Early in 2014 I set out to create the second version, a complete re-write of what was formerly the osgi-service-monitor. I called this new project AEM Canary. Out of the box, Canary set to build on the old monitor framework covering the following functionality:

• Monitor functionality with service annotation support defining when and how a monitor fires
• Notification agent support to handle and react to failures for a particular monitor or monitors once a defined threshold had been met or exceeded
• Response handlers meant to react to poll responses, regardless of the state
• Persistence to the JCR
• Useful monitors OOTB (blocked agent queue, sling event monitoring, exception listeners, etc…)
• A graphical dashboard for viewing and interacting with the monitors and response data

Under the hood, Canary was far more complex than the 1st iteration of the framework. The core of the framework used an Actor pattern to handle message passing between the monitors, wrapped in actors. A sort of “mission control”-type service bridge the gap between services coming up and down in the OSGi ecosystem with the generated actors. Quartz was utilized in providing the critical timed execution, polling.

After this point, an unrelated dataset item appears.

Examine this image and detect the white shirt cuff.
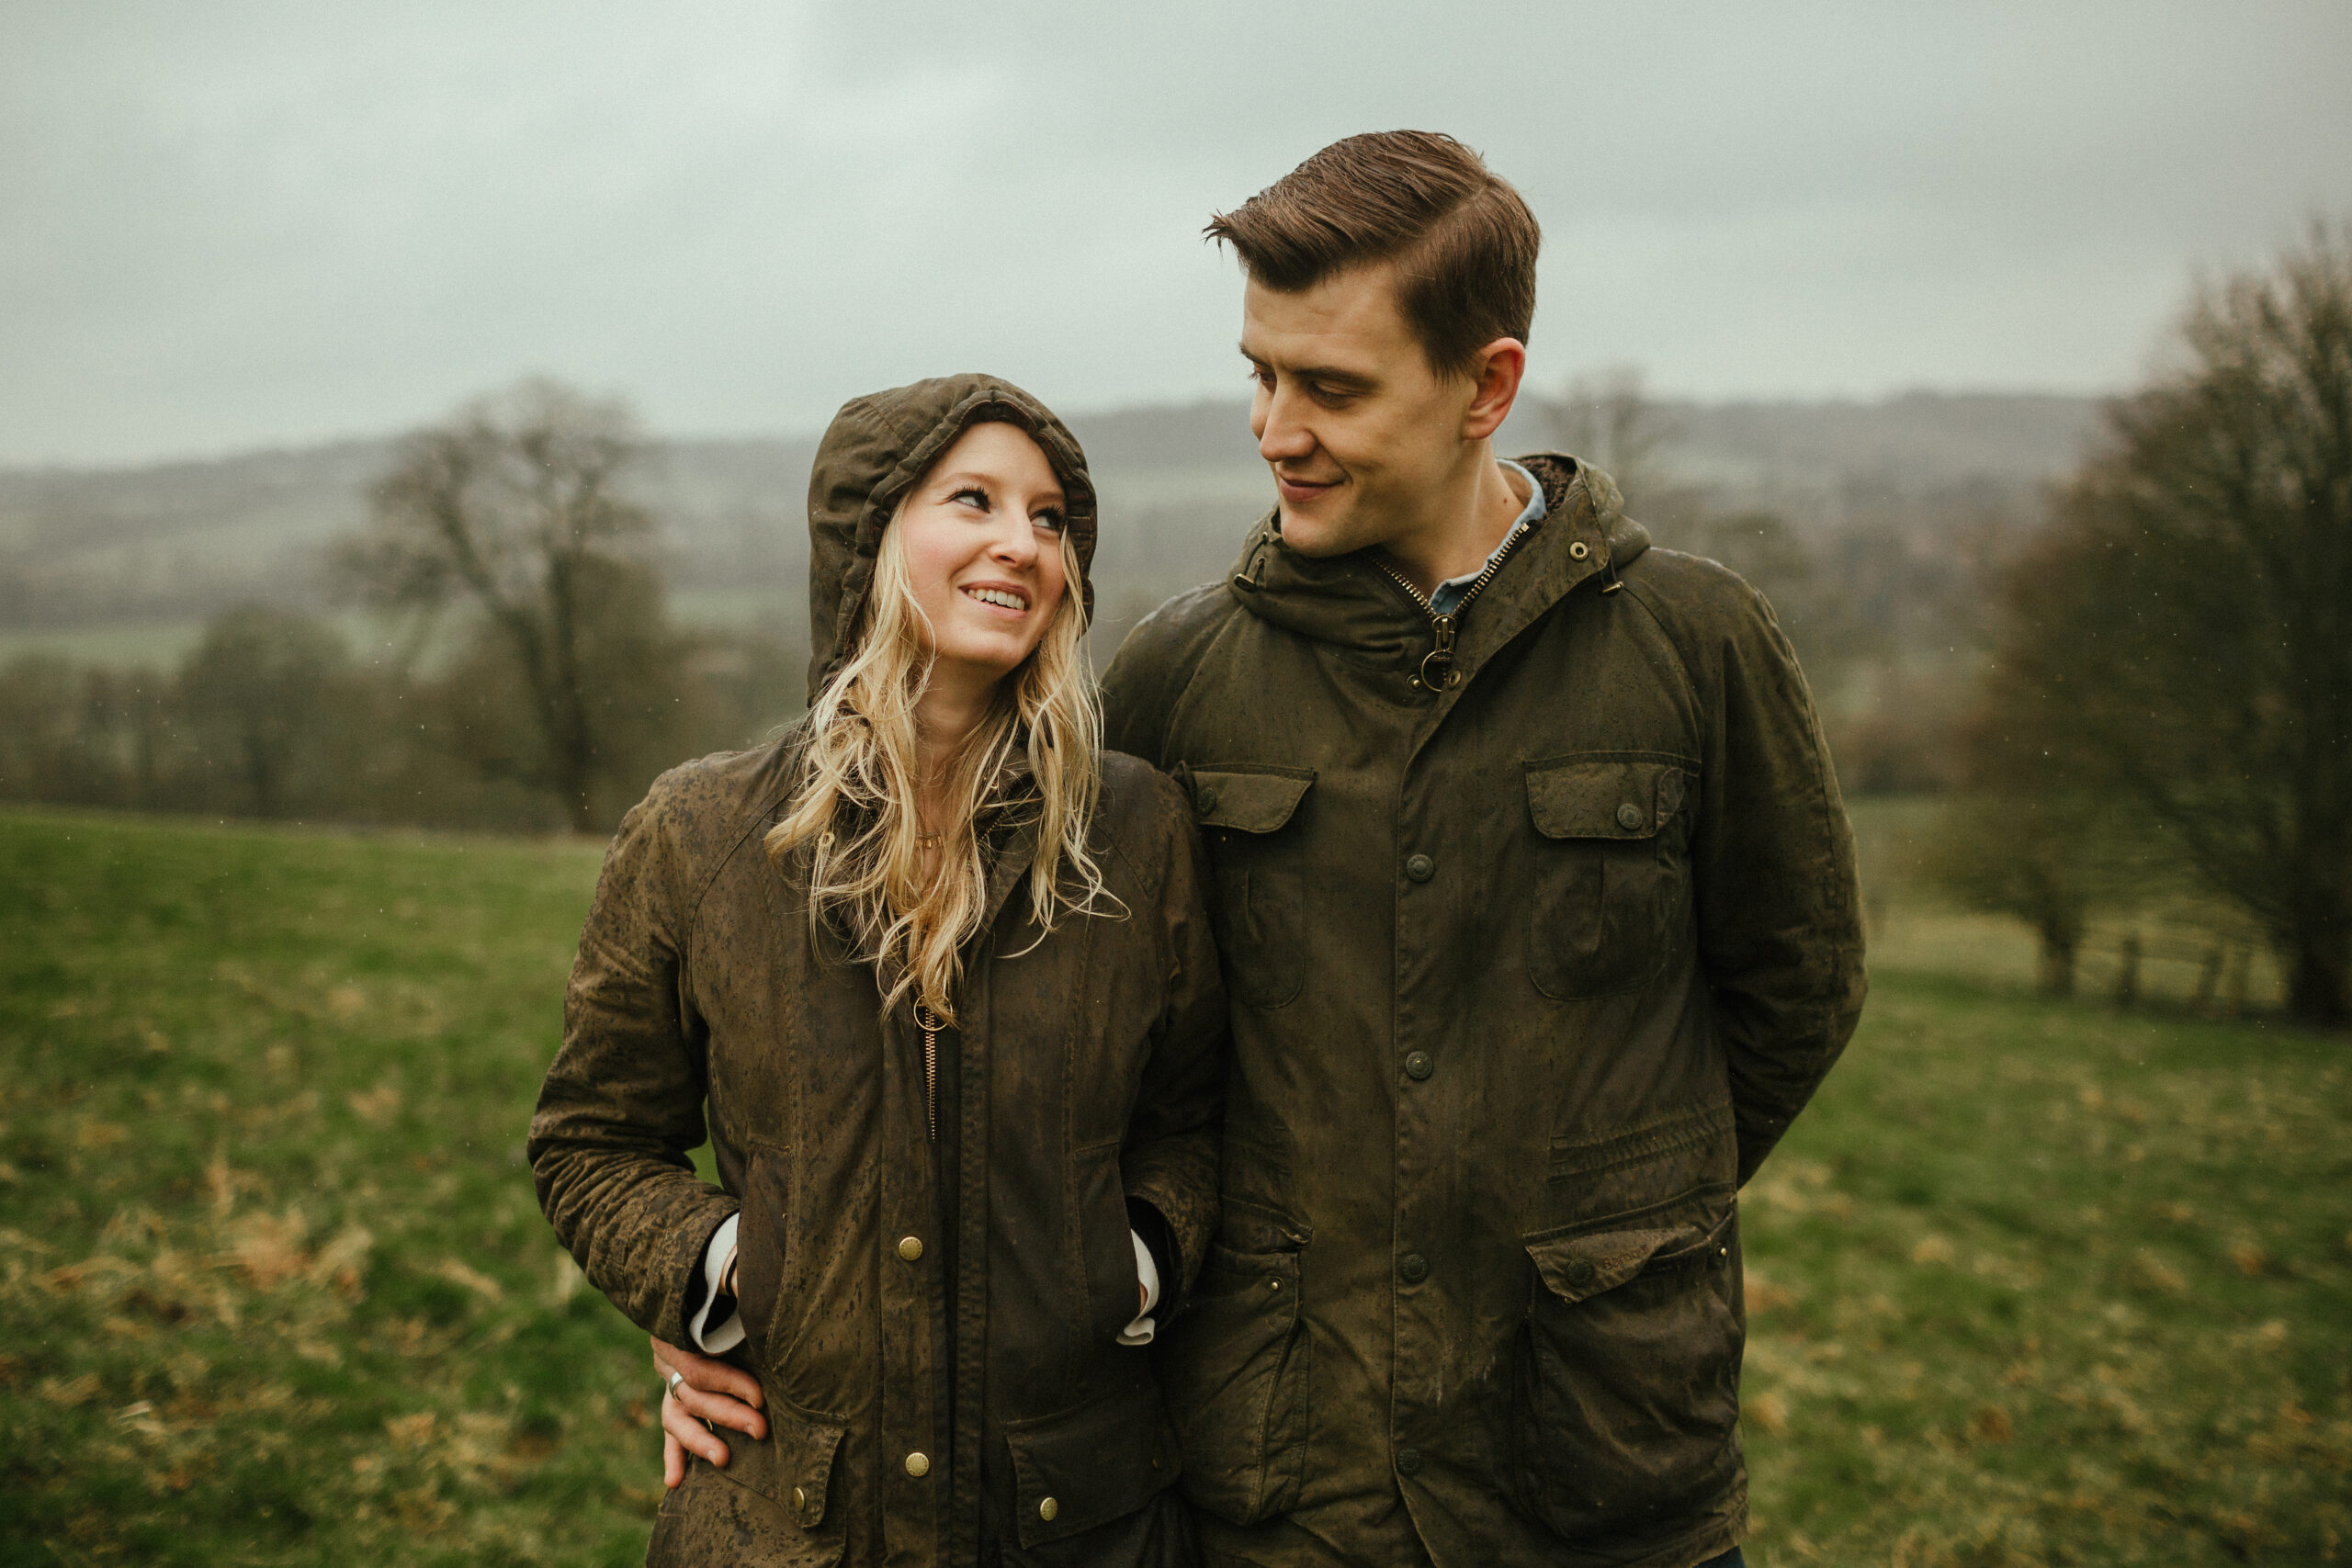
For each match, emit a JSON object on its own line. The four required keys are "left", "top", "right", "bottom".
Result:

The actor framework, provided by GPars, allowed each unit to fire and communicate with one another via the actor’s inbox without worrying about concurrency or timing usage. Several years later, after development, I think it’s fair to admit that an Actor framework was overkill and perhaps unnecessary.

In the end, by the time I was close to finishing AEM Canary, AEM 6.0 was launched with a health check project that had made its way into the product. The project was pulled into the Sling[https://sling.apache.org] ecosystem as Sling Health Check. I ended up more or less dropping the project, moving on to work on some non-AEM-based platforms, like building mobile backends in PlayFramework. Oh. Actors again, you say? Yes.

Anyway, it was a fun side project. A project I wrote about a few times and tried to promote, but at the end of the day was a good learning lesson in engineer maturity, framework maturity, and toolchain adoption by a community.